Alex's pov.
Dopo aver passato tutto il pomeriggio a casa di Jack, mi ricordai che i miei genitori erano a casa e sarei dovuto tornare il prima possibile. Mi incamminai verso casa mia con la paura nelle vene. Non sarebbe finita bene quella sera, continuavo a pensare a scuse su scuse da raccontare a mio padre, ma nessuna di queste mi avrebbe salvato. Arrivai davanti al vialetto di casa mia decisi di entrare dal retro in caso nessuno si fosse accorto della mia mancanza. Quando aprì la porta della cucina che dava sul guardino, sentì una bottiglia infrangersi sul pavimento. Quel suono bastò a far crollare le mie speranze.
"Guarda un po chi ha deciso di farsi vedere" la voce di mio padre era piena di rabbia e odio. Ero finito.
"Dove diavolo eri?!" mi urlò contro.
"I-io... Ero in giro" 'complimenti Gaskarth bella risposta' pensai.
"Oh eri in giro!" mio padre fece un sorriso sarcastico.
"Ti ho forse dato il permesso di uscire? O lo ha fatto tua madre?" mi chiese mentre il suo tono era sempre più infuriato.
"No..."
"E allora perché non eri in casa?! Ti ho già detto che finché stai in questa casa hai il permesso di uscire solo per andare a scuola!" disse alzando la voce. Abbassai la testa senza rispondere, chiusi gli occhi per trattenere le lacrime.
"Rispondi quando ti parlo!" urlo di nuovo mio padre, venendo verso di me, prendendomi un pugno di capelli per alzarmi la testa. Aprì gli occhi e le lacrime iniziarono a scendere senza controllo. Mi spinse contro il muro facendomi battere la testa, per poi darmi un pugno sul fianco che mi fece piegare dal dolore. Mi lasciai scivolare per terra mentre quell'uomo che chiamavo padre continuava a colpirmi senza sosta. Non avevo nemmeno tentato di difendermi, ero troppo stanco e sentivo le forze abbandonare il mio corpo. Ecco che succede a non mangiare dopo circa sei giorni. Dopo quelle che sembravano ore, mio padre mi lanciò uno sguardo pieno d'odio.

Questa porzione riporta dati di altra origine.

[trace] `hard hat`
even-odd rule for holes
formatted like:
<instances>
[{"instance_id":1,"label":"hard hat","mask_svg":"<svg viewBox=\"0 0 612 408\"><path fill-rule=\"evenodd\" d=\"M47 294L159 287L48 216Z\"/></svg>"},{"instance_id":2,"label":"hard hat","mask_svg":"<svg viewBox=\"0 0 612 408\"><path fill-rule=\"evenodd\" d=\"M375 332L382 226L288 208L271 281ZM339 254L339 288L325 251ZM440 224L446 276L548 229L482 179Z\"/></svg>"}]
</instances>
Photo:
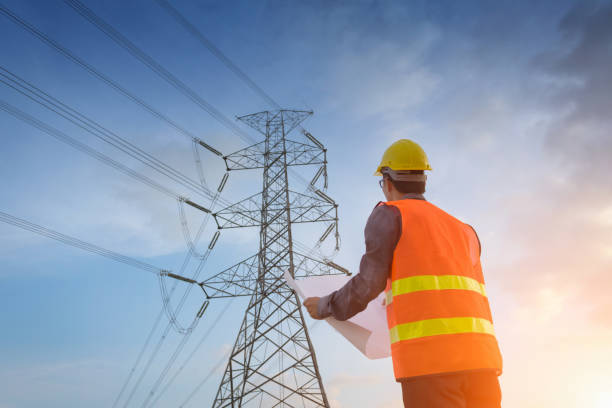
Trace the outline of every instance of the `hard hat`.
<instances>
[{"instance_id":1,"label":"hard hat","mask_svg":"<svg viewBox=\"0 0 612 408\"><path fill-rule=\"evenodd\" d=\"M429 160L423 148L409 139L400 139L385 150L374 175L382 176L380 169L383 167L388 167L395 171L431 170Z\"/></svg>"}]
</instances>

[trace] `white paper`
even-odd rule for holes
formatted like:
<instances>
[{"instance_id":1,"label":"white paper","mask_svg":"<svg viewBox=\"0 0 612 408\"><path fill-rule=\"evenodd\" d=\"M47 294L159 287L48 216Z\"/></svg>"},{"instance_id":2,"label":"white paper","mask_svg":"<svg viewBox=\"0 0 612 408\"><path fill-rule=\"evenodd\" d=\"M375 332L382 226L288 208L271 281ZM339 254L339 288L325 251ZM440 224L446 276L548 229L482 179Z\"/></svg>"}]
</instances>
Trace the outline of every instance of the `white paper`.
<instances>
[{"instance_id":1,"label":"white paper","mask_svg":"<svg viewBox=\"0 0 612 408\"><path fill-rule=\"evenodd\" d=\"M323 297L334 290L340 289L349 276L328 275L311 276L294 280L289 272L285 272L287 284L296 291L302 299ZM384 292L372 300L368 307L346 321L333 317L325 319L334 329L342 334L353 346L370 359L385 358L391 355L387 315L384 306Z\"/></svg>"}]
</instances>

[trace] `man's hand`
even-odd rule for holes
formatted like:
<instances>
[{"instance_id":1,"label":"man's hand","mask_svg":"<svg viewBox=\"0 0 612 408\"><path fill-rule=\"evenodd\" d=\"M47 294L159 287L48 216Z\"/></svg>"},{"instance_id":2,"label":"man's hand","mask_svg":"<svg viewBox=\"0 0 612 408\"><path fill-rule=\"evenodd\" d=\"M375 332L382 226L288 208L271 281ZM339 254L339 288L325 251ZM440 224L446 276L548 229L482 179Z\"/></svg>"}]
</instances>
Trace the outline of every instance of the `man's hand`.
<instances>
[{"instance_id":1,"label":"man's hand","mask_svg":"<svg viewBox=\"0 0 612 408\"><path fill-rule=\"evenodd\" d=\"M306 306L306 310L310 314L310 317L316 320L322 320L323 318L319 316L319 297L309 297L304 300L304 306Z\"/></svg>"}]
</instances>

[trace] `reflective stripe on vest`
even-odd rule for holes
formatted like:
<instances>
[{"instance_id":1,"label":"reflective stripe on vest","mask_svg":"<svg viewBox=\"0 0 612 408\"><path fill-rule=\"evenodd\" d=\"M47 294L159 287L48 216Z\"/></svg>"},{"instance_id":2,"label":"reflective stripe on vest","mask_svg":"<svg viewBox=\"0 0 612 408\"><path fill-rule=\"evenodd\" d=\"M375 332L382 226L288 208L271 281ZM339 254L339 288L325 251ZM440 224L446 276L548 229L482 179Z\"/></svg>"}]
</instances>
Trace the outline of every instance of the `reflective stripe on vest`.
<instances>
[{"instance_id":1,"label":"reflective stripe on vest","mask_svg":"<svg viewBox=\"0 0 612 408\"><path fill-rule=\"evenodd\" d=\"M426 201L383 205L402 223L385 288L395 378L501 373L474 229Z\"/></svg>"},{"instance_id":2,"label":"reflective stripe on vest","mask_svg":"<svg viewBox=\"0 0 612 408\"><path fill-rule=\"evenodd\" d=\"M418 322L398 324L389 330L391 344L419 337L458 333L483 333L495 336L493 324L487 319L478 317L420 320Z\"/></svg>"},{"instance_id":3,"label":"reflective stripe on vest","mask_svg":"<svg viewBox=\"0 0 612 408\"><path fill-rule=\"evenodd\" d=\"M487 297L485 285L467 276L419 275L393 281L391 290L386 292L387 304L393 301L393 296L424 290L471 290Z\"/></svg>"}]
</instances>

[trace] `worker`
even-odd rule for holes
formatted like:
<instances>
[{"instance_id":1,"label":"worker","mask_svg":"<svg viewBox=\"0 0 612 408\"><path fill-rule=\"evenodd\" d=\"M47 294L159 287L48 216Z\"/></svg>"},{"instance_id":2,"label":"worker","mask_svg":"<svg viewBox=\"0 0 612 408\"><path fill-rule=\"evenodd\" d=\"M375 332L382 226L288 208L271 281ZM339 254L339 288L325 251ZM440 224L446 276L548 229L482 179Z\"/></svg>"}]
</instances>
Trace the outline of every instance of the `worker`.
<instances>
[{"instance_id":1,"label":"worker","mask_svg":"<svg viewBox=\"0 0 612 408\"><path fill-rule=\"evenodd\" d=\"M359 273L304 306L314 319L346 320L383 290L396 381L406 408L496 408L502 358L480 266L476 231L423 196L431 170L402 139L375 175L386 202L365 227Z\"/></svg>"}]
</instances>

"Sei una delusione Alexander, tuo fratello sarebbe schifato dalla persona debole e inutile che sei. Sei patetico" disse, per poi uscire dalla stanza. Non avevo visto mia madre, ma ero certo che avesse assistito a tutta la scena. Sentì la porta d'entrata sbattere e seppi che erano usciti di nuovo. Il mattino dopo avrebbero avuto un altro viaggio di lavoro che li avrebbe allontanati da casa per un paio di giorni. Tentai di rialzarmi da terra, sentendo dolore ovunque ma più che altro al fianco, era come se avessi avuto dei coltelli infilzati, che ad ogni movimento andavano più in profondità facendomi sempre più male. Mi trascinai fino al piano di sopra, entrai in camera e mi chiusi a chiave lasciandosi cadere per terra. Le lacrime non avevano smesso nemmeno per un secondo di scendere. L'unico rumore udibile nella casa erano i singhiozzi che scuotevano freneticamente il mio corpo, mandandomi ondate di dolore, ma in quel momento non mi interessava. Avrei voluto che Jack fosse li con me.Il mattino dopo fu un agonia. Non mi ero degnato di disinfettare i tagli, o di mettere del ghiaccio sui lividi e il fatto di essermi addormentato per terra non migliorava la situazione. Ero riuscito a evitare Jack tutto il giorno. Era la quarta ora e per le due ore seguenti avevo ginnastica, che decisi di saltare. Ero nascosto nel campo da football abbandonato, nessuno ci andava più a parte me quando volevo nascondermi. Ero seduto contro una parete dei vecchi spogliatoi con le gambe strette al petto e il mento su di esse. Stavo cercando di mantenere la mente libera e l'espressione apatica per non crollare un altra volta e scoppiare in lacrime. Senti il mio cellulare vibrare e vidi il nome di Jack sullo chermo. Prima di lasciare casa sua aveva voluto che gli lasciassi il mio numero.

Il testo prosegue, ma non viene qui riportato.